ハプスブルグ皇女 1791年〜1847年

マリールイーズ 

神聖ローマ皇帝フランツ2世の長女.1810年メッテルニヒの画策によりハプスブルク家のためナポレオンと結婚。このときマリーは19歳。幼い頃のマリーはオーストリア軍を脅かしていたナポレオンに“コルシカの食人鬼”と呼んで恐れていた。人形の一つに《ボナパルト》と命名し叩いていた。結婚後コルシカの食人鬼が意外に優しいので驚いた。翌1811年にはローマ王と名付けられた男子を出産。やがて新米の皇帝はルイ16世をなんと『僕の伯父さん』と呼んで周囲の失笑をかった。皇女を迎えてからのナポレオンはまさに軍神と讃えられた軍事的な冴えが消え 判断ミスを犯しはじめる。悪魔に魅入られたような運命の下降線を辿ることになる。かってジョセフィーヌは天使のようなつきをナポレオンにもたらしたというのに。
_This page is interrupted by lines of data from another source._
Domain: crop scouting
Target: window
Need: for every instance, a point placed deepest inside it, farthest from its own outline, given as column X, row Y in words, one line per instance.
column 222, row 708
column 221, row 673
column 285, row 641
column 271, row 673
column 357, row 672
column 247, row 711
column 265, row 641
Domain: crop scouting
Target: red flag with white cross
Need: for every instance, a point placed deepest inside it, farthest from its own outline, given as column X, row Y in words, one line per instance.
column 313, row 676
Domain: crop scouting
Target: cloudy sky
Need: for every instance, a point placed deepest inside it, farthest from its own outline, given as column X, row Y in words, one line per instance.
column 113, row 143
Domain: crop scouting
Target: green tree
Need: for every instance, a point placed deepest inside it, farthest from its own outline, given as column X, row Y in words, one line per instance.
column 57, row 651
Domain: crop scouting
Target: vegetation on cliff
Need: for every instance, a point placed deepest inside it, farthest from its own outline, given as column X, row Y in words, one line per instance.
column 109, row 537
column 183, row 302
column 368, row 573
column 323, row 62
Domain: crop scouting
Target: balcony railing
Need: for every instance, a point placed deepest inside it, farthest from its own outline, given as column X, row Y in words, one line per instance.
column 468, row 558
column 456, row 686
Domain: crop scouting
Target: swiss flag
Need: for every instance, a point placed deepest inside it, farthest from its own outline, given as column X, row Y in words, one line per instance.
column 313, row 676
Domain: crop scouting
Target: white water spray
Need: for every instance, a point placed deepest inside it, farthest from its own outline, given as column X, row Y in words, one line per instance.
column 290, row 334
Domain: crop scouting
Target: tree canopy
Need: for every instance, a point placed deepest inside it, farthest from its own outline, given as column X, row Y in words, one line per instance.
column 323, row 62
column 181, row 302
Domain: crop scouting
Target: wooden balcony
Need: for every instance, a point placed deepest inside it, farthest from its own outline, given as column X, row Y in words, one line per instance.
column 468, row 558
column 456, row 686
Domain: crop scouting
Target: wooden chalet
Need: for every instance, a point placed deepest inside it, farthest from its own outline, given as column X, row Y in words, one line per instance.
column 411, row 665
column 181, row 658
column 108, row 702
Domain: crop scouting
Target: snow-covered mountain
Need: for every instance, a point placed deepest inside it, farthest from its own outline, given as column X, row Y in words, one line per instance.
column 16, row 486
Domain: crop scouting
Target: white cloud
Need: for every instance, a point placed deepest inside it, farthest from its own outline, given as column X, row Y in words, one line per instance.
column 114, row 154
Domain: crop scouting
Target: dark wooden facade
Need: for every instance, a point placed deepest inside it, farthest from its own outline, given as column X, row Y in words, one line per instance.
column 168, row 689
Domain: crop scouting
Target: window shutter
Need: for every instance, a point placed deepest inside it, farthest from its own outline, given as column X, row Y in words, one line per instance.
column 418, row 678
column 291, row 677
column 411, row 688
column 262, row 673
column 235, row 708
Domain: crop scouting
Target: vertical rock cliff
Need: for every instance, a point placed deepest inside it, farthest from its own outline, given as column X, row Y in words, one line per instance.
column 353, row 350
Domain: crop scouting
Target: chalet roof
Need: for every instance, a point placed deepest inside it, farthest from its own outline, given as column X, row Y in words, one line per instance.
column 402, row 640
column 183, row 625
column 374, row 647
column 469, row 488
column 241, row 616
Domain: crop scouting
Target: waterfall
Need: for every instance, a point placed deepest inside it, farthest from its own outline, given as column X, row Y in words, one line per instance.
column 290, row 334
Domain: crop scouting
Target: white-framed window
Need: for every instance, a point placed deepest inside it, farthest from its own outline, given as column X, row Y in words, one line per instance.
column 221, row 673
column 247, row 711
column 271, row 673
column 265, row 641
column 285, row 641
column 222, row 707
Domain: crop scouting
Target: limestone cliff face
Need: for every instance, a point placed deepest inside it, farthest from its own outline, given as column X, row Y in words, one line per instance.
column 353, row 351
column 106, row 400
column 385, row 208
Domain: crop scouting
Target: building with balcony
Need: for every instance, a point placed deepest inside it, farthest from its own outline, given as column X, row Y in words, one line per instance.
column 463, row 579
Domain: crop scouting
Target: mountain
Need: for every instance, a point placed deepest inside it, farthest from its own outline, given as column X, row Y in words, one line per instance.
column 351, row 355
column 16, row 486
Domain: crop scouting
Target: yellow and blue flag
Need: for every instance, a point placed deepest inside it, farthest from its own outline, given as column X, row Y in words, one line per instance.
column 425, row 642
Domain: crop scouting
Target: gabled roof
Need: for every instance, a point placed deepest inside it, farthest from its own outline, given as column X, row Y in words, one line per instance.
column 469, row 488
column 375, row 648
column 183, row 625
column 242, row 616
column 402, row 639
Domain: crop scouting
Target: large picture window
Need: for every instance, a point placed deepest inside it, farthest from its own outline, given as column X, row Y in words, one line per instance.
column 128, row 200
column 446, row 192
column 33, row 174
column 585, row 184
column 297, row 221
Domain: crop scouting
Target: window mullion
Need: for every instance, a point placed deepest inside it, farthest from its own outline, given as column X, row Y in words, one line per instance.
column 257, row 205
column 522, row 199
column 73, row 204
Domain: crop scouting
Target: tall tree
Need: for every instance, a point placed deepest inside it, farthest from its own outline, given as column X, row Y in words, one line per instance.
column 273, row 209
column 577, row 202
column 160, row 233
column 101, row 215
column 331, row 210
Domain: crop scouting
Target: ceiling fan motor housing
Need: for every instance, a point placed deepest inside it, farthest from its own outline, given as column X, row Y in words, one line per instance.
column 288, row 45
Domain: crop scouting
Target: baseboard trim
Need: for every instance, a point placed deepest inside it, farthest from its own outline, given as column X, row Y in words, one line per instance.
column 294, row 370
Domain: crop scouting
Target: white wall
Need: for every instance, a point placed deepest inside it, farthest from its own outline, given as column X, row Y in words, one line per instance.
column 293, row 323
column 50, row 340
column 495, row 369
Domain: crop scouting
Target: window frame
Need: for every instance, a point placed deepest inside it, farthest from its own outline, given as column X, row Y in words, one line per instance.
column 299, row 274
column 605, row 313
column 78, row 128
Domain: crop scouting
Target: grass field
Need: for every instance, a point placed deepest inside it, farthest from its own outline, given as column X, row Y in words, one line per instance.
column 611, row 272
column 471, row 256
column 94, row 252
1814年ナポレオンの失脚によりフランス摂政となる。フォンテヌブロー条約で1816年〜1831年にわたってパルマ女公妃の称号を受けた。ナポレオンとの籍も抜いた。ハプスブルク家によって母と子は強引にオーストリアに連れ戻された。老獪な宰相メ−テルニヒの差し金でマリーの傍には女たらしのナイペルク伯爵が置かれた。彼はよくマリー皇后をお慰めしたのでやがて二人の間には沢山の子供が出来た。マリーはその後1834年、フランスの外交官ボンベル伯と再婚。二度とナポレオンに会うことはなかった。皇帝の死後遺体の引き取りを拒否、デスマスクは渋々受け取ったがまもなく子供たちのおもちゃになった。
ローマ王
1811年〜1832年
3月12日皇太子誕生は101発の礼砲で祝われた。その轟音はナポレオン王朝の完成と凋落への始まりの合図でもあった。ローマ王はその生涯の殆どをシェーンブルグ宮殿で過ごした。ローマ王ライヒシュタット公は21歳で結核で死んだ。ナポレオンの後継者になることはなかった。彼は生涯父を尊敬し母に対し『偉大な父に母はふさわしくなかった』と責めた。メキシコで暗殺されたマキシミリアンは彼の私生児と言われている。
 デジレクラリー 1777年〜 1860年
マルセイユの裕福な家庭の娘。1792年殆ど無一文でボナパルト家がマルセイユに移住後ナポレオンの兄ジョゼフとデジレの姉マリーナが結婚。デジレもナポレオンの婚約。ナポレオンがジョゼフィーヌと結婚したため、ナポレオンのライバルだった粗野な軍人ベルナドットと結婚する。ベルナドットがスウェーデン国王に就任。ナポレオンの近臣をして「野に翼を付けた虎を放すようなものだ」と危惧された。1812年ロシアがフランスに対して反旗を翻すとベルナドットのスウェーデンもこれに同調。ナポレオンの帝国を崩壊させるきっかけとなった。ナポレオン王朝は全てその地位を失ってしまった。だがベルナドットとデジレの子孫の血統はスウェーデン及び、ノルウェー王室として今に続く。彼女はナポレオンに未練を残していたようだ。純粋無垢な女性だが、ジョゼフィーヌの持つ華やかさに欠けている。